Memoir is about the writer’s experience even if it is “about” someone else. Example of The Suicide Index, by Joan Wickersham – about her father committing suicide, and exploring his life to figure out why, but it is her experience that she is recounting, what she experienced, thought, felt, what his death did to her and what she made of that.  We identify and relate to her struggle as the one who had the experience.  She uses an index as the structure, which is an interesting example of finding a form that lets her tell the story she wants to tell, to deal with the material in a way that is creative and functions well.   She probably had bits and pieces of the material and found a way to organize them via the index:  Here’s from the book’s index:

Suicide:

act of

attempt to imagine, 1 – 4

bare-bones account, 5-6

immediate aftermath, 7 – 34

belief that change of scene might unlock emotion concerning, 44-47

day after

brother’s appearance, 48-53

etc.

Memoir has narrative shape; story; has a subject and focus, involves reflection to some degree; generally, though not always, attention to language and style; many memoirs are written by writers who work in other genres like fiction or poetry, but can also be written by unknowns, people who have a story to tell.  Each person finds his or her own way to write their story – there’s no one way, and you get to write the book you want to write, the way you want to write it.  But it helps to connect with what readers find interesting, engaging, irresistible, compelling.  You eventually want to be able to write to some extent as if you’re not only the writer but also the reader – to be able to perceive as a reader how your writing is coming across.  The only way I know to do this is to read a lot.

Memoir often is both story and essay – to the extent that it reflects – but degree of both can vary greatly.  We experience another mind on the page, musing; have the experience of intimacy with another person, a voice speaking truth – at least emotional and psychological truth.  “Memoir can present its story AND consider the meaning of the story.” (Patricia Hampl)  Hampl again: “True memoir is written, like all literature, in an attempt to find not only a self but a world.  To write one’s life is to live it twice, and the second living is both spiritual and historical, for a memoir reaches deep within the personality as it seeks its narrative form and it also grasps the life-of-the-times as no political analysis can.”

We’re attracted to what really happened – experience unfiltered through fiction or fantasy – and also how someone else deals with life experience – with pain or loss or trauma or being gay or coming of age, or whatever.  We look for wisdom, understanding, not just the experience, but what the writer MAKES of it.
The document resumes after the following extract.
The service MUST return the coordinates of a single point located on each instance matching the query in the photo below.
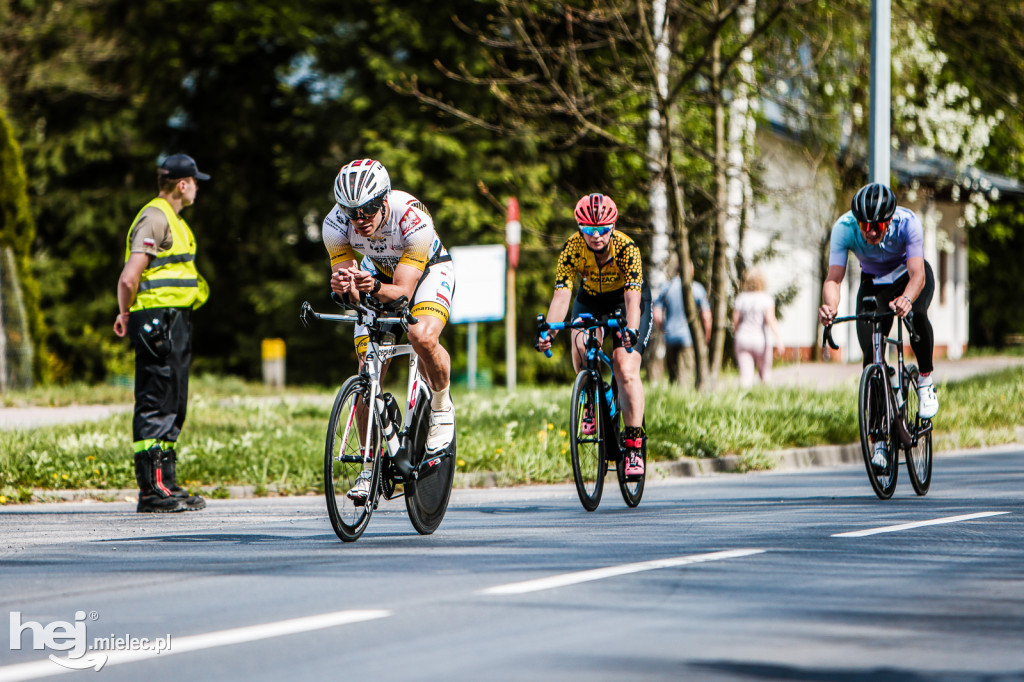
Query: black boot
(168, 464)
(153, 496)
HOW you say what happened to you, not just what happened.  Not only do I want to say it, but I want to say it well.

We accept that imagination is involved, to the extent that the person is remembering and writing and re-creating experience – not doing an actual factual recording.  We understand the fallibility of memory – the unreliability of it – but our understanding is that the writer is doing his or her best to capture the truth of the matter.  Not to fabricate, not to make things out to be what they weren’t.  But we accept shaping and rearranging of time – example of Patricia Hampl making two pilgrimages to Italy, but compressed them into one story in Virgin Time.

Memoirists often use of the tools of the novelist: scene, characters, drama, and dialogue, plot.
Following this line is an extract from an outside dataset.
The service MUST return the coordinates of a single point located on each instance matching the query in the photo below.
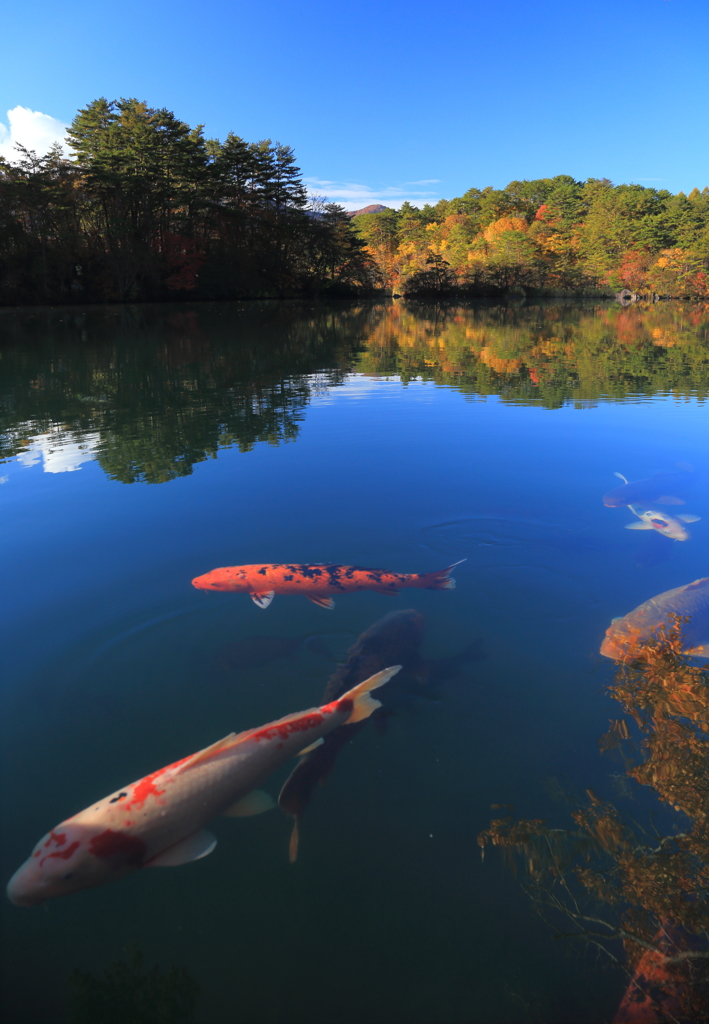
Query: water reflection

The important distinction in memoir is the difference between reminiscence and revelation.  You’re not just remembering; you’re discovering something.
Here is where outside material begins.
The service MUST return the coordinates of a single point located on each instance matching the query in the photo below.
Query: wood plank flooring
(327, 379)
Vivian Gornick: “Good Writing has two characteristics…It’s alive on the page, and the reader is persuaded that the writer is on a voyage of discovery.”

She goes on to pose these questions for the memoirist: “Is the narrator indulging in self-serving confessionalism here, or is the narrator honestly going to try to get to the bottom of the matter being presented, showing me the widest view and making the deepest sense of what happened…Do I believe this voice? Am I attracted by this tone? Am I drawn to this persona? And beyond that, Does the shape of the writing compel? Is the language expressive? Is the story being told through tone, language and shape?”